Mais il n'est pas seulement l'auteur d'une œuvre sidérante, il est également l'un des artisans militants qui ont travaillé pour la critique, la diffusion et la conservation des films d'avant-garde. En 1953, il crée la revue Film culture et tient à partir de 1958 la chronique cinéma du Village Voice. Il est également au centre de la création de la Film Makers' Cooperative, première initiative mondiale d'un regroupement de cinéastes pour la distribution indépendante et parallèle de leurs films. Dans les années 1960, Jonas Mekas, Jerome Hill, P. Adams Sitney, Peter Kubelka et Stan Brakhage créent l'Anthology Film Archive, première cinémathèque du cinéma indépendant et d'avant-garde.
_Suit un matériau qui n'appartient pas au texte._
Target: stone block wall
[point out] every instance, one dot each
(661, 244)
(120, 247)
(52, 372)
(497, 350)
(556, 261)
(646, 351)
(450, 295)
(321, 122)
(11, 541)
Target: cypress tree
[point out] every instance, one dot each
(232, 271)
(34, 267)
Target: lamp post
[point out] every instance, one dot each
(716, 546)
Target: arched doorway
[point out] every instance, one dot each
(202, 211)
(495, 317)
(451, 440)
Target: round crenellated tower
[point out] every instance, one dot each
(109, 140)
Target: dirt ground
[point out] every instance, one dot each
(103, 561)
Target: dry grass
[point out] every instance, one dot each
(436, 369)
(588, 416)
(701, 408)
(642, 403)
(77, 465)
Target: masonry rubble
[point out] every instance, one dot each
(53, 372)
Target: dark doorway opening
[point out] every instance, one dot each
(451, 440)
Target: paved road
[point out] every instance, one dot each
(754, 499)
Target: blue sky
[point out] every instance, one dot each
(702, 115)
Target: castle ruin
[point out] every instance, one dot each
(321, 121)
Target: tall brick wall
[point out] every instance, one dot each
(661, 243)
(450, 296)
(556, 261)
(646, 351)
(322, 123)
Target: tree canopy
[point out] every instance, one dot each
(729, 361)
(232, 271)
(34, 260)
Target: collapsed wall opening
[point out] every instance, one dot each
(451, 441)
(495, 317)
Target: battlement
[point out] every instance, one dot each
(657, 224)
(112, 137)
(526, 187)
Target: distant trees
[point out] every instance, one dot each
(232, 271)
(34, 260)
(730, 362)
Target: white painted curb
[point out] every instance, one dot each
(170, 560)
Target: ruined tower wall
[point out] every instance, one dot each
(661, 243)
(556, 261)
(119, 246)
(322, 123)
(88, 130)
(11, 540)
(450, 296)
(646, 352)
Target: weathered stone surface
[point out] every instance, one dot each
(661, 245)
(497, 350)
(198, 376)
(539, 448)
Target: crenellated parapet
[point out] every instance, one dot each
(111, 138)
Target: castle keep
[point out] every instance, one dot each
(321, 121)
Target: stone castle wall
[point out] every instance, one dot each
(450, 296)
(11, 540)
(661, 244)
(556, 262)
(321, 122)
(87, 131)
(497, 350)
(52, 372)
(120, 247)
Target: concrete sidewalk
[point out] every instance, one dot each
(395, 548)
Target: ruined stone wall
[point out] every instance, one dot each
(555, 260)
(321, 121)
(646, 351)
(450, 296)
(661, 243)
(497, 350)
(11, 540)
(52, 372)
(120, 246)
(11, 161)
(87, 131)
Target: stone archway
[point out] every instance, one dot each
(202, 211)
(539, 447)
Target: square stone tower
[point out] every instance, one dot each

(1) Henry Thoreau : écrivain américain (1817-1862). Influencé par les mystiques hindous et les idéalistes allemands, il crée une prose qui fait largement appel à la langue populaire.
(2) Walt Whitman : poète américain (1819-1892). Auteur des Feuilles d'herbes, où, en de longs versets libres, employant les termes les plus directs de la langue populaire, il exalte la sensualité et la liberté.

Vous avez créé un style, un langage à la fois très direct et très poétique, qui vous permet d'exprimer une vision nostalgique et mélancolique de l'existence. La mélancolie est une manière d'habiter le monde et, lorsque je vois vos films, je pense beaucoup à Marcel Proust ou aux Romantiques...
Quoi que je fasse, que j'écrive des poèmes ou que je tourne des films, j'essaye d'être aussi documentaire, aussi factuel et réaliste que possible. Mes choix, lorsque j'écris ou lorsque je filme, sont déterminés par ce que je suis. Je crois être une personne "déplacée". Je n'ai jamais voulu émigrer ou migrer. Je suis à New York parce que j'ai été placé là par les Nations Unies. (Après avoir fui la Lituanie avec son frère Adolfas, Mekas a séjourné dans un camp de travaux forcés en Allemagne. Il est ensuite pris en charge par les Nations Unies qui lui imposent l'émigration aux Etats-Unis). Je suis un exilé du monde ; pas seulement exilé de Lituanie, mais exilé de la terre entière. Donc la mélancolie, le romantisme, si c'est cela que les gens voient dans mes films, peuvent être une très grande part de ce que je suis. Mais je crois essayer juste d'être ici et maintenant. C'est la nature du cinéma et de la caméra : on ne peut filmer que ce qui est ici et maintenant. Mon pays est devenu la poésie, le cinéma, la culture. Je n'ai pas envie de vivre dans un pays ou un autre parce que je pourrais en être expulsé. Maintenant, personne ne peut plus me chasser de mon pays. Je ne suis plus avec Ulysse, je suis avec Abraham. Ulysse avait toujours envie de rentrer chez lui et qu'est-ce qu'il a trouvé ? Alors qu'Abraham allait de l'avant sans savoir vers quoi, il créait de l'avenir sans regarder derrière lui. Je ne m'intéresse pas beaucoup au passé.